Dua pelaku, BC (35) dan YA (33), diduga nekat melakukan aksi tersebut karena diliputi cemburu buta terhadap korban. Keduanya bahkan datang membawa senjata tajam jenis mandau.
Peristiwa bermula sekitar pukul 05.00 Wita saat korban terbangun karena suara gaduh. Namun saat keluar kamar, korban langsung dikonfrontasi dan diancam.
Salah satu pelaku mengarahkan mandau sepanjang 51 sentimeter sambil menanyakan hubungan korban dengan seorang perempuan. Tak lama, pelaku lainnya memukul korban di bagian wajah dan kepala hingga menyebabkan luka di mulut.
Polisi mengungkap, aksi tersebut dipicu kecemburuan karena korban diduga sering berkomunikasi dengan kekasih salah satu pelaku melalui aplikasi WhatsApp. Kondisi semakin memanas karena kedua pelaku berada di bawah pengaruh minuman keras.

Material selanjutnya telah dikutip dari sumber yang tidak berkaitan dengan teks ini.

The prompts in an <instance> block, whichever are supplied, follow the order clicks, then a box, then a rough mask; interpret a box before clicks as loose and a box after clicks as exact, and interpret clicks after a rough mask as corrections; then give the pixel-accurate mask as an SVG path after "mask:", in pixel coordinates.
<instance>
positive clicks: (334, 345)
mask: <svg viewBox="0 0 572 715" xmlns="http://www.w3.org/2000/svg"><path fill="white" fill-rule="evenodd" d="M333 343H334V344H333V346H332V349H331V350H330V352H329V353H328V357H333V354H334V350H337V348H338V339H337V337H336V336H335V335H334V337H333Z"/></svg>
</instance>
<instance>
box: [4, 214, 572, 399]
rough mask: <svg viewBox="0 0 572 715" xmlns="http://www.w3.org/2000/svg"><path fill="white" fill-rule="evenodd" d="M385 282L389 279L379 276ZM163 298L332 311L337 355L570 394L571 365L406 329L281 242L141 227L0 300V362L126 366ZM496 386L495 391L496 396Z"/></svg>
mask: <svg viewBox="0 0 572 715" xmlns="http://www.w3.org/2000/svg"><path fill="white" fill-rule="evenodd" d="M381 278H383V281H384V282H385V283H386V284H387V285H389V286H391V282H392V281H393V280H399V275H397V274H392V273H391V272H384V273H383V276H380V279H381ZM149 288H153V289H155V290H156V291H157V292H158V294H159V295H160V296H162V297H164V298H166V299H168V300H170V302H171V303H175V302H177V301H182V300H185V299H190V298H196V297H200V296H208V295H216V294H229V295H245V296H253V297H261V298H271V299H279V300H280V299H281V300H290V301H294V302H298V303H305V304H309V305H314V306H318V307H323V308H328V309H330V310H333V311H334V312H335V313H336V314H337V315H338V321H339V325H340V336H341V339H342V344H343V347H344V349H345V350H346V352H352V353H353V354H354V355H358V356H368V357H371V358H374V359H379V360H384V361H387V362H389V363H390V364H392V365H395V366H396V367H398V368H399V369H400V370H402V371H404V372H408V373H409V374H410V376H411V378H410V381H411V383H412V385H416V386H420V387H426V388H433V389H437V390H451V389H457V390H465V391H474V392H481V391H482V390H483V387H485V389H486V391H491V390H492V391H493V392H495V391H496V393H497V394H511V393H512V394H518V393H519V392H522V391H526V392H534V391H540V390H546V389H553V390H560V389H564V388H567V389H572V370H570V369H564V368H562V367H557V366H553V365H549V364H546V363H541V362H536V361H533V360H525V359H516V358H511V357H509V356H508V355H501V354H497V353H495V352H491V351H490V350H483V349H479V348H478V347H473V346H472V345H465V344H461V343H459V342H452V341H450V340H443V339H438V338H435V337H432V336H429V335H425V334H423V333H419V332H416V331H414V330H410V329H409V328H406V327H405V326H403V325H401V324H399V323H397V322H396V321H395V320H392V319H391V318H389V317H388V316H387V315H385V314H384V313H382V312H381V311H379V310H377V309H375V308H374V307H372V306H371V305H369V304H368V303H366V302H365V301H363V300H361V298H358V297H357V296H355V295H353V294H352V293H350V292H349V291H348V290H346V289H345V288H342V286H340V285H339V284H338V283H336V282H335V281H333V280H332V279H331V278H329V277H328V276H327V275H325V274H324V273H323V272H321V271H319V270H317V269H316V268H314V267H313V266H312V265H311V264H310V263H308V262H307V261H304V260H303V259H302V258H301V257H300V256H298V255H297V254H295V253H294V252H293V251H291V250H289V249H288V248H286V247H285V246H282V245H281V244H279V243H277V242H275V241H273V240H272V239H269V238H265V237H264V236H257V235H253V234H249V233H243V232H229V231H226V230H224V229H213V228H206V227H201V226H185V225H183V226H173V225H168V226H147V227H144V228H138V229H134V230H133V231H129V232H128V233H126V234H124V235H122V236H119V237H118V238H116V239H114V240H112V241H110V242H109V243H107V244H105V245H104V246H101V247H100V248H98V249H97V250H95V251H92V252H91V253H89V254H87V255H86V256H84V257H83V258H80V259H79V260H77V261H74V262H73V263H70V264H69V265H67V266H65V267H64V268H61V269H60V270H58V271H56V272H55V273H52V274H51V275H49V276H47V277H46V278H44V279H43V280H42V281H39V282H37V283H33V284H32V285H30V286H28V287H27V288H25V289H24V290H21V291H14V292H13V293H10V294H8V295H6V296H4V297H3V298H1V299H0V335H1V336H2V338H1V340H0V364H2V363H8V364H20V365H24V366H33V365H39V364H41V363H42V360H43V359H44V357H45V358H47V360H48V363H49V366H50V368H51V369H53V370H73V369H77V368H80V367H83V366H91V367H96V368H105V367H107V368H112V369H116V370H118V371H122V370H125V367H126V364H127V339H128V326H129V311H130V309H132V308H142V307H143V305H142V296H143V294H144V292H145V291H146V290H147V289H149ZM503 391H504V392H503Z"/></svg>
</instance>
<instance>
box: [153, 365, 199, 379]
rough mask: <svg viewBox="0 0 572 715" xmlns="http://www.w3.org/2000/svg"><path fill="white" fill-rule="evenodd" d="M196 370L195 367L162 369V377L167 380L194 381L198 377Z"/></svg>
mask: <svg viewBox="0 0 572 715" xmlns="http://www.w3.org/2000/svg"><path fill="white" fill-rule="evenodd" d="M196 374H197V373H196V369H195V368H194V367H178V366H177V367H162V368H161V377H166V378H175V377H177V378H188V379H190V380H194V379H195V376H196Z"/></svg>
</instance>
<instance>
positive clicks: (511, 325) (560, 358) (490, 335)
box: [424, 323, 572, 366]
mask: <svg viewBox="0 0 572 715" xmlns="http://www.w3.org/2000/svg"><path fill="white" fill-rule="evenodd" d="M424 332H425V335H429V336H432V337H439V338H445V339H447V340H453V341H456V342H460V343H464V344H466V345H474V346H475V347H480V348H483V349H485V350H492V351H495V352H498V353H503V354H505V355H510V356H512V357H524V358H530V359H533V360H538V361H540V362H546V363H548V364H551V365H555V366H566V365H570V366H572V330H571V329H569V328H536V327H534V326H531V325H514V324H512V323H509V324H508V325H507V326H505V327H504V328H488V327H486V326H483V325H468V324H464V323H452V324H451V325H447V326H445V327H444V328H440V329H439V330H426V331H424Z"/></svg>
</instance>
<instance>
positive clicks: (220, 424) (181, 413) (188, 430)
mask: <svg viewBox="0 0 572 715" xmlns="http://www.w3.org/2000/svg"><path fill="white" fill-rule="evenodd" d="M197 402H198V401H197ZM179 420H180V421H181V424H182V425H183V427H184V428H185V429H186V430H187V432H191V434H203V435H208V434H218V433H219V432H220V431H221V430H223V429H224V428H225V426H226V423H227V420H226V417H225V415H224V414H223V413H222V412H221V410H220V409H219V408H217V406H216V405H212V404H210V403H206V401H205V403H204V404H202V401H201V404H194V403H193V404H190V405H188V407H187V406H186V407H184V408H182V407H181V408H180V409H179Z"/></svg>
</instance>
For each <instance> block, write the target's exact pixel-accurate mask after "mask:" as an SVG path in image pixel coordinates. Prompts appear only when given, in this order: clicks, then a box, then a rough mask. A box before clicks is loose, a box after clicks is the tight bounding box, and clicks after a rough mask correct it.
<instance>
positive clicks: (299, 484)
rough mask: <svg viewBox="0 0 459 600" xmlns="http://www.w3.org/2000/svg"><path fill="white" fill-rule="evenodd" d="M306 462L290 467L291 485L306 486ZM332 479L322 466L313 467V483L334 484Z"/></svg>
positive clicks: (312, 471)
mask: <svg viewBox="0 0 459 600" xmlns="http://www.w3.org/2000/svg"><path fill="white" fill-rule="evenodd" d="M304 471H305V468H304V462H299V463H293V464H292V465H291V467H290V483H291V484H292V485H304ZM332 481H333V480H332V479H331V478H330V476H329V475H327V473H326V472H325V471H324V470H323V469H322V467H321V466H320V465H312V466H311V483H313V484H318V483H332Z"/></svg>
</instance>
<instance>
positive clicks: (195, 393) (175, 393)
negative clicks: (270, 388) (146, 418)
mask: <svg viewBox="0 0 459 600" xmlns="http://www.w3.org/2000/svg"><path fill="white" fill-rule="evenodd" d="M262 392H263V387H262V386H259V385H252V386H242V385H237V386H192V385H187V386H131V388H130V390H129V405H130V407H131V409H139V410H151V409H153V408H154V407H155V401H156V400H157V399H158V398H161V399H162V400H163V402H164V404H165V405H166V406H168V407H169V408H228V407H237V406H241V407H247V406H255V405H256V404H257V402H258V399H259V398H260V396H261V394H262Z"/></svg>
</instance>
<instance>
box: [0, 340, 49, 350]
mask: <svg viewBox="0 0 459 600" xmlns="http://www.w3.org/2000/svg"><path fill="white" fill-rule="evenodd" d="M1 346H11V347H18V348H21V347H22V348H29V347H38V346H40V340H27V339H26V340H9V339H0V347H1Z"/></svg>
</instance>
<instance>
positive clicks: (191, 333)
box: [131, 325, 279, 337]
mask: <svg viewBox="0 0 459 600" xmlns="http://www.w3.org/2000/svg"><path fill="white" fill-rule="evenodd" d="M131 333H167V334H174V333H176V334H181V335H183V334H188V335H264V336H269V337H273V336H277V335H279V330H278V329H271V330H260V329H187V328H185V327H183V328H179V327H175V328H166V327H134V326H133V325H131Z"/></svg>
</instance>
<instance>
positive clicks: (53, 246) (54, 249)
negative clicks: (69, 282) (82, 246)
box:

Polsek Sungai Pinang bergerak cepat dan berhasil menangkap kedua pelaku di lokasi berbeda pada hari yang sama. Polisi juga mengamankan barang bukti berupa mandau dan sarungnya.
Kini, kedua pelaku telah ditahan dan dijerat pasal berlapis terkait pengancaman dan penganiayaan sesuai Pasal 307 KUHP juncto Pasal 449 dan Pasal 466 Undang-Undang Nomor 1 Tahun 2023 tentang KUHP.